Türkiye’nin işgal ettiği ve kuzeyde kendi alt yönetimini kurduğu Kıbrıs’ın kuzey parçasında 2020 Cumhurbaşkanlığı seçimlerinde Cumhurbaşkanı Sn. Akıncı’ya yakın kişiler Milli İstikbarat Teşkilatı tarafından hotellere çağrıldı ve tehdit edildi.
Akıncı bunun üzerine muhattabı olan TC elçisini makamına çağırdı.
Elçi Ali Murat Başçeri KKTC devletinin en üst düzey makamı olan Cumhurbaşkanı Sn. Akıncı’nın bu davetine icabet etmedi.
Seçimlerden sonra 4. Cumhurbaşkanı Akıncı’nın çalışma arkadaşları yani bu devletin en üst düzey makamında bulunan kişinin çalışma arkadaşları Akıncı’ya resmi görevleri icabı çalışmalarına rağmen anavatan Türkiye Cumhuriyeti’ne girişleri yasaklandı.
Biri tehdit mi dedi?
Biri hukuk devleti mi dedi?
Cumhurbaşkanlığı muavinliği ve KKTC Cumhurbaşkanlığı seçimlerinde Türkiye’nin istemediği cumhurbaşkanı adaylarının başlarına gelen şantaj ve tehditleri saymıyorum.

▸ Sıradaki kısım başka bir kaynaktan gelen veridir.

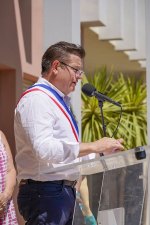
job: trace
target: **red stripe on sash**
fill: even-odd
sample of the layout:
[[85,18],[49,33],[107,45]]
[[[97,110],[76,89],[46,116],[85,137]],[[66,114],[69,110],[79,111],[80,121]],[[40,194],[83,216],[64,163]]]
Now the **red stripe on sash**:
[[[45,93],[46,95],[48,95],[48,97],[51,98],[51,99],[53,100],[53,102],[55,102],[55,104],[58,106],[58,108],[63,112],[63,114],[65,115],[65,117],[68,119],[68,121],[69,121],[69,123],[70,123],[70,126],[71,126],[71,128],[72,128],[73,134],[74,134],[74,136],[75,136],[75,139],[76,139],[77,142],[79,142],[78,136],[77,136],[77,134],[76,134],[76,132],[75,132],[75,129],[74,129],[74,127],[73,127],[73,125],[72,125],[72,123],[71,123],[71,121],[70,121],[68,115],[66,114],[66,112],[64,111],[64,109],[59,105],[59,103],[58,103],[53,97],[51,97],[49,94],[47,94],[45,91],[43,91],[43,90],[41,90],[41,89],[39,89],[39,88],[34,88],[34,89],[31,89],[31,90],[27,90],[26,92],[24,92],[24,93],[21,95],[19,101],[21,100],[21,98],[22,98],[24,95],[26,95],[26,94],[28,94],[28,93],[30,93],[30,92],[32,92],[32,91],[41,91],[41,92]],[[19,101],[18,101],[18,103],[19,103]]]

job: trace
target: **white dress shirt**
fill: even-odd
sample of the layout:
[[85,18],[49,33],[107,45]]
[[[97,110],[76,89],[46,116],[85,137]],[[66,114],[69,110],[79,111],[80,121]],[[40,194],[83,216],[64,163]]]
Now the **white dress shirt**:
[[[50,86],[69,104],[69,97],[44,78],[40,78],[37,83]],[[25,94],[15,110],[18,181],[75,180],[79,176],[77,169],[56,172],[55,167],[80,160],[77,158],[79,142],[68,119],[48,96],[50,92],[44,92],[31,91]]]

2001 yılında KKTC Başbakanı Dr. Derviş Eroğlu’nun başbakanlık konutunun bombalanmasını saymıyorum.
2004 yılında KKTC Başbakanı Talat’ın evinin önünde patlayan bombayı saymıyorum.
Bütün bu tehditler, saldırılar faili meçhul olarak tarihe geçti.
Türkiye’nin yönettiği ve Kıbrıslı Türklerin canından da malından da sorumlu olduğu bu kuzey parçasında 50 bine yakın silahlı kolluk gücü vardır.
Faşistlerin hepsini kınıyorum.
Faşizme hizmet eden herkesi de kınıyorum.
Ülke diye bize yutturduğunuz coğrafyaya bir bakın.
Bütün bunları Elam mı yaptı?
Elam’ın yapacağından beş beterini yaptınız siz bize!
Tatar Efendi sana sesleniyorum.
Sana kusulan bugün bu nefret, senin ve senin partinin sömürgeciyle yaptığı işbirliği sonucu oluşmuştur.
Sen farkında değilsin.
Bu ülkenin yurtseverleri 22 Mayıs 1958 yılından bu yana tehdit, baskı saldırı ve siyasal suikastlarla yaşamaya çalışıyor.
Yurtsever bir Kıbrıslı Türk olmak demek ölümle birlikte yaşamak demektir.
İnsanların senin için üzüleceğine sana “oh!” çekiyor. Oturup biraz düşünün be efendiler!
Biz nasıl bir kötülük yaptık bu topluma diye!
Bir parça da kendinizi sorgulayın.
UBP 1974’den sonra kurulan bu çürümüş düzenin neresinde olmadı diye!